Here was the home of the Risden family, and of a branch of the Houblon family. It was later purchased by Mr Todhunter who is commemorated in the stained glass windows in St Mary's Church (Gt Parndon).
Later it was used as a private school._







Kingsmoor House in 1970, it was owned by Harlow Council and held various clubs and community classes including a pre school.














































































































Up to the attic to the servants quarters



















​


----------



## Priority 7 (May 25, 2011)

Nice bud wondered where you and SK were (Assuming he was with you) need to talk post of posts


----------



## nelly (May 25, 2011)

Nah, this was a solo. It's normally locked up like a bank vault, but I got the heads up that it was open and I was down there like a ferret, it had to be done quick as I know that its sec checked at least daily.
I passed on the info to SK and I believe that he went in tonight


----------



## RichardH (May 25, 2011)

Another gorgeous building allowed to rot, whether through greed or red tape.

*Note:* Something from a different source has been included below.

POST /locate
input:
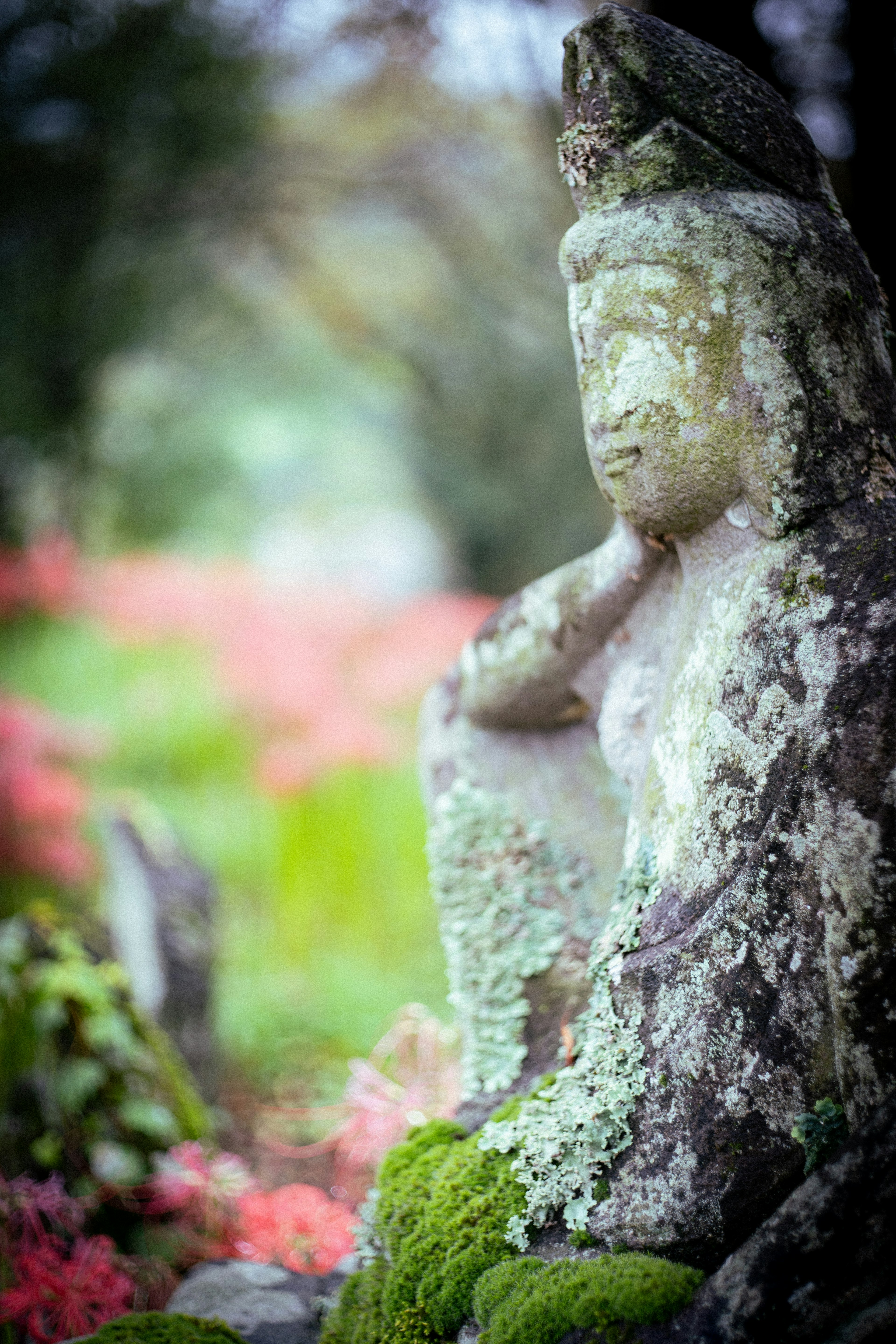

I'm going to have to stop visiting DP. It's giving me ulcers.


----------



## KingLewis92 (May 25, 2011)

And The Vault Has Been Opened 
Amazing Pictures As Allway's Neil


----------



## skeleton key (May 26, 2011)

Been almost a year since i poked my head in here and couldnt resist it.
So with a quick detour from work and here iam 
Just another of those places that looks so different depending on lighting etc.

Anyways pics












































Localy known as a haunted house Mmmmmm 
Have to say didnt see so much as an orb .
But I struggled to capture the way the failing sun shone through the mesh screen covering the windows 
and quickly found myself with a mesh fetish 























Was nice to poke my head back in and see how the building was shaping up.
Land pirates have hit it hard 
As i was leaving i could here a cordless working on the mesh further down and was soon to see three getting busted lol
Such is life.
SK / Neil


Rip Ralphy
​


----------



## nelly (May 26, 2011)

Nice stuff matey, love the pano 

I have a bit of a pano fetish at the moment


----------



## Priority 7 (May 26, 2011)

Nice SK....dust is the key to light rays bud....lovely pics though.


----------



## Snips86x (May 26, 2011)

Great images of a superb looking building from both of you! Thanks guys!


----------



## smiler (May 26, 2011)

Well Done the pair of you, Outstanding many Thanks.


----------



## night crawler (May 26, 2011)

Awsome stuff guys some great photos.


----------